Minnesota residents should be aware of how the 2017 Tax Cuts and Jobs Act will impact estate planning. One of the more significant aspects of the tax legislation is that it gives taxpayers the chance to transfer a substantial amount of money without being assessed estate, generation-skipping transfer or gift taxes.
On Jan. 1, the exemption amounts for federal estate, GST and gift taxes were doubled. The exemption for single individuals increased to $11,180,000, and married couples are now allowed up to $22,360,000 in exemptions. Included in both amounts are yearly inflation increases.
Individuals considering taking advantage of the increased exemption have until Jan. 1, 2026, to do so. On this date, the provisions in the legislation regarding the federal estate, GST and gift extensions will return the exemptions to the 2017 levels, including inflationary increases. The exemption amount for single individuals in 2017 was $5,490,000 and $10,980,000 for married couples.

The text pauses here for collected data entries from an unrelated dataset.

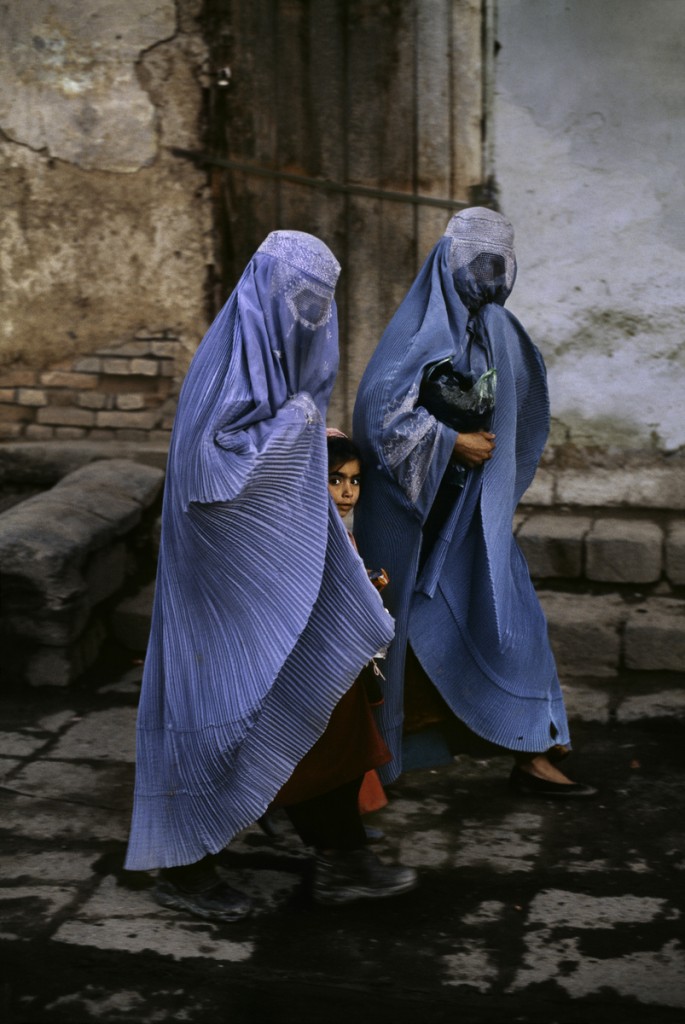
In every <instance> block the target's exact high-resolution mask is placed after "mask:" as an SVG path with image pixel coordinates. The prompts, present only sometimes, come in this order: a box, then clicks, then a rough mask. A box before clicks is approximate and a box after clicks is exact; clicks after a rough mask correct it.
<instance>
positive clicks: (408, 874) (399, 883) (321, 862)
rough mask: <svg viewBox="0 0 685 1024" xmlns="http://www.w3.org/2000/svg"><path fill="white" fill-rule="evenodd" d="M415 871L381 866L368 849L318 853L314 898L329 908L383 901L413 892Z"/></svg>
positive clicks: (380, 862)
mask: <svg viewBox="0 0 685 1024" xmlns="http://www.w3.org/2000/svg"><path fill="white" fill-rule="evenodd" d="M417 882H418V878H417V872H416V871H415V870H414V868H413V867H404V866H403V865H401V864H394V865H390V864H384V863H383V861H381V860H379V858H378V857H377V856H376V854H375V853H372V851H371V850H369V849H367V847H362V848H361V849H359V850H349V851H346V852H344V851H339V852H337V853H334V854H331V855H330V856H326V855H324V854H320V853H319V854H318V855H317V857H316V861H315V866H314V878H313V897H314V901H315V902H316V903H322V904H324V905H325V906H326V905H328V906H331V905H335V904H338V903H350V902H352V900H357V899H382V898H384V897H387V896H397V895H399V893H405V892H409V891H410V890H411V889H416V886H417Z"/></svg>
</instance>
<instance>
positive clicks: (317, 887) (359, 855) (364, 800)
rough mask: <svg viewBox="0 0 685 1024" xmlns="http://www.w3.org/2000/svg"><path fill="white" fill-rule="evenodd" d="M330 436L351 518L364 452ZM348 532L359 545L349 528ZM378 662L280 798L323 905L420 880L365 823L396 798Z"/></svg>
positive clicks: (380, 893)
mask: <svg viewBox="0 0 685 1024" xmlns="http://www.w3.org/2000/svg"><path fill="white" fill-rule="evenodd" d="M327 441H328V462H329V492H330V494H331V496H332V498H333V501H334V503H335V506H336V508H337V509H338V512H339V513H340V515H341V516H342V517H343V518H344V517H345V516H346V515H348V514H349V513H350V512H351V511H352V510H353V509H354V506H355V504H356V502H357V499H358V497H359V488H360V484H361V462H360V460H359V453H358V451H357V449H356V446H355V445H354V444H353V443H352V441H350V439H349V438H348V437H346V436H345V434H343V433H342V432H341V431H340V430H335V429H329V430H327ZM348 537H349V539H350V543H351V544H352V545H353V547H354V549H355V550H356V544H355V542H354V539H353V537H352V535H351V532H349V530H348ZM369 575H370V578H371V579H372V582H373V583H374V585H375V586H376V587H377V589H379V590H381V589H382V588H383V586H385V584H386V583H387V577H386V575H385V573H384V572H383V571H380V572H376V573H371V572H370V573H369ZM376 656H379V655H376ZM374 666H375V662H373V660H372V663H370V664H369V665H367V666H365V668H363V669H362V670H361V673H360V675H359V676H358V677H357V679H356V680H355V681H354V683H353V684H352V686H351V687H350V688H349V690H348V691H347V692H346V693H345V695H344V696H343V697H342V699H341V700H340V702H339V703H338V706H337V707H336V709H335V710H334V712H333V715H332V716H331V719H330V722H329V725H328V728H327V730H326V732H325V733H324V734H323V736H322V737H320V738H319V739H318V740H317V742H316V743H315V744H314V746H313V748H312V749H311V750H310V751H309V753H308V754H307V755H305V757H304V758H303V759H302V761H301V762H300V764H299V765H298V766H297V768H296V769H295V771H294V772H293V774H292V776H291V778H290V779H289V780H288V782H287V783H286V784H285V785H284V786H283V788H282V790H281V792H280V793H279V795H277V797H276V799H275V800H274V802H273V806H274V807H282V808H283V809H284V811H285V812H286V814H287V816H288V817H289V818H290V821H291V823H292V824H293V826H294V827H295V830H296V831H297V833H298V835H299V836H300V839H301V840H302V841H303V842H304V843H305V844H307V845H309V846H313V847H314V848H315V849H316V851H317V855H316V860H315V868H314V877H313V897H314V900H315V901H316V902H318V903H323V904H336V903H346V902H349V901H350V900H354V899H363V898H367V897H384V896H393V895H396V894H398V893H402V892H408V891H409V890H411V889H414V887H415V886H416V884H417V877H416V871H415V870H414V869H413V868H411V867H404V866H403V865H401V864H397V865H387V864H384V863H382V862H381V861H380V860H379V859H378V858H377V857H376V856H375V854H373V853H372V852H371V851H370V850H368V849H367V848H366V844H367V843H368V842H370V841H373V840H374V839H380V838H382V836H383V834H382V833H381V831H380V830H379V829H375V828H371V827H368V826H365V825H363V824H362V822H361V814H363V813H367V812H369V811H375V810H378V809H379V808H381V807H385V805H386V804H387V802H388V801H387V797H386V796H385V793H384V792H383V787H382V785H381V782H380V779H379V778H378V774H377V772H376V769H375V768H374V767H371V766H373V765H376V766H380V765H382V764H385V763H387V761H388V760H389V758H390V754H389V752H388V749H387V746H386V744H385V742H384V741H383V739H382V737H381V735H380V733H379V731H378V727H377V726H376V722H375V720H374V717H373V713H372V711H371V707H370V705H371V703H378V702H381V701H382V694H381V692H380V690H378V689H377V692H376V694H375V695H372V698H371V699H370V686H373V684H374V683H376V687H377V686H378V684H377V681H376V675H375V672H374ZM341 780H342V781H341ZM262 827H264V825H262ZM265 830H268V829H265Z"/></svg>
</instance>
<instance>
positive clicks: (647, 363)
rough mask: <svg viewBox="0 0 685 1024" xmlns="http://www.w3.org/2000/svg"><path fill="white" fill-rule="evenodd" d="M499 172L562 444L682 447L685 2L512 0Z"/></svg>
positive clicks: (504, 83)
mask: <svg viewBox="0 0 685 1024" xmlns="http://www.w3.org/2000/svg"><path fill="white" fill-rule="evenodd" d="M498 40H499V43H500V45H501V50H500V52H499V55H498V58H497V66H496V69H497V79H496V99H495V131H496V136H495V164H496V172H497V178H498V181H499V184H500V189H501V193H500V201H501V208H502V210H503V212H504V213H506V214H507V215H508V216H509V217H510V218H511V219H512V221H513V223H514V226H515V228H516V237H517V254H518V260H519V276H518V281H517V284H516V288H515V290H514V293H513V296H512V298H511V300H510V302H509V306H510V308H511V309H512V311H513V312H514V313H516V314H517V315H519V316H520V318H521V319H522V322H523V323H524V324H525V326H526V327H527V328H528V330H529V332H530V334H531V335H532V336H533V337H534V340H536V341H537V342H538V343H539V345H540V347H541V348H542V350H543V352H544V354H545V357H546V360H547V364H548V368H549V374H550V391H551V398H552V411H553V416H554V418H555V432H554V438H555V439H556V440H564V439H570V440H571V441H575V442H577V443H579V444H582V445H599V446H605V445H606V444H617V445H618V446H620V447H625V449H650V447H651V449H654V450H660V451H667V452H672V451H674V450H676V449H679V447H680V446H682V445H684V444H685V417H684V416H683V412H682V408H683V392H684V386H685V372H684V371H685V346H684V345H683V335H684V333H685V315H684V314H685V260H684V258H683V251H684V250H685V182H684V173H685V131H684V129H685V85H684V83H685V80H684V78H683V67H684V66H685V4H683V3H682V2H681V0H602V2H601V3H592V2H590V0H500V2H499V14H498Z"/></svg>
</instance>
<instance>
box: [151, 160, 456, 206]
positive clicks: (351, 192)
mask: <svg viewBox="0 0 685 1024" xmlns="http://www.w3.org/2000/svg"><path fill="white" fill-rule="evenodd" d="M170 152H171V154H172V155H173V156H174V157H181V158H182V159H184V160H191V161H192V162H194V163H196V164H205V165H208V166H210V167H225V168H226V170H229V171H241V172H242V173H243V174H248V175H252V176H254V177H259V178H271V179H272V180H276V181H287V182H288V183H289V184H295V185H307V187H309V188H319V189H322V190H323V191H332V193H342V194H343V195H345V196H362V197H363V198H365V199H383V200H388V201H389V202H391V203H411V204H414V205H415V206H437V207H440V209H443V210H465V209H466V208H467V207H468V206H469V205H470V204H469V203H465V202H461V201H459V200H454V199H439V198H437V197H435V196H418V195H416V193H400V191H391V190H389V189H387V188H371V187H370V186H369V185H350V184H342V183H341V182H339V181H332V180H331V179H330V178H310V177H307V176H306V175H304V174H290V173H288V172H287V171H275V170H272V169H271V168H268V167H255V165H254V164H245V163H243V162H242V161H239V160H226V159H224V158H222V157H215V156H212V155H211V154H205V153H198V152H195V151H192V150H180V148H178V147H176V146H172V147H171V148H170Z"/></svg>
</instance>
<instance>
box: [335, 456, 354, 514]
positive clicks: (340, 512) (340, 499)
mask: <svg viewBox="0 0 685 1024" xmlns="http://www.w3.org/2000/svg"><path fill="white" fill-rule="evenodd" d="M360 486H361V465H360V463H359V460H358V459H350V461H349V462H344V463H343V464H342V466H338V468H337V469H334V470H332V471H331V472H330V473H329V490H330V492H331V495H332V496H333V501H334V502H335V503H336V508H337V509H338V511H339V512H340V514H341V516H342V517H343V519H344V518H345V516H346V515H347V513H348V512H351V511H352V509H353V508H354V506H355V505H356V503H357V501H358V498H359V488H360Z"/></svg>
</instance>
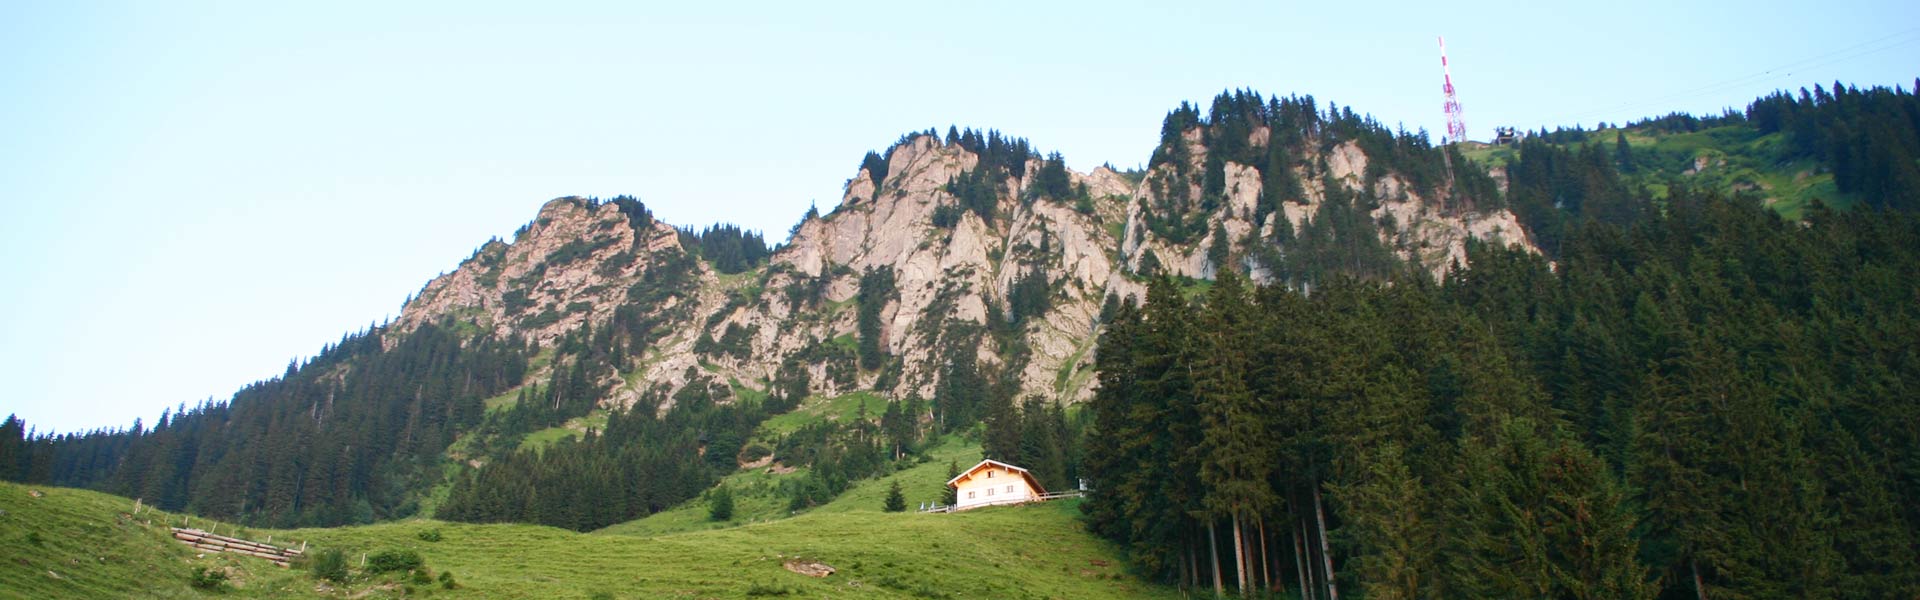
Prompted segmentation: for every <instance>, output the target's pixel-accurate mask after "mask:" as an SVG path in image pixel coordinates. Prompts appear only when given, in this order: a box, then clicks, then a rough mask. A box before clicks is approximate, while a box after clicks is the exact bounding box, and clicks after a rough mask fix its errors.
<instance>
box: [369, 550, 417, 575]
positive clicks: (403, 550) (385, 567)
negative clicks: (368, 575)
mask: <svg viewBox="0 0 1920 600" xmlns="http://www.w3.org/2000/svg"><path fill="white" fill-rule="evenodd" d="M424 563H426V560H420V552H413V550H380V552H374V554H369V556H367V573H388V571H411V569H419V567H420V565H424Z"/></svg>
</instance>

To take advantage of the increased exemptions, taxpayers can use trusts as part of their gifting strategy. If assets are transferred directly to the beneficiary, they are subject to collections by the beneficiary’s creditors. However, gifting assets through a trust safeguards the assets from the beneficiary’s creditors as well as from the spouse of the beneficiary if a divorce occurs. Using a trust for gifting also allows provisions to specify how the assets should be used in the future and protects the assets from any future estate, GST and gift taxes through the use of the GST exemption.
An attorney may advise a client of what type of estate planning tools should be used to help them protect their assets for future generations. The lawyer could explain how different types of trusts may be used for gifting.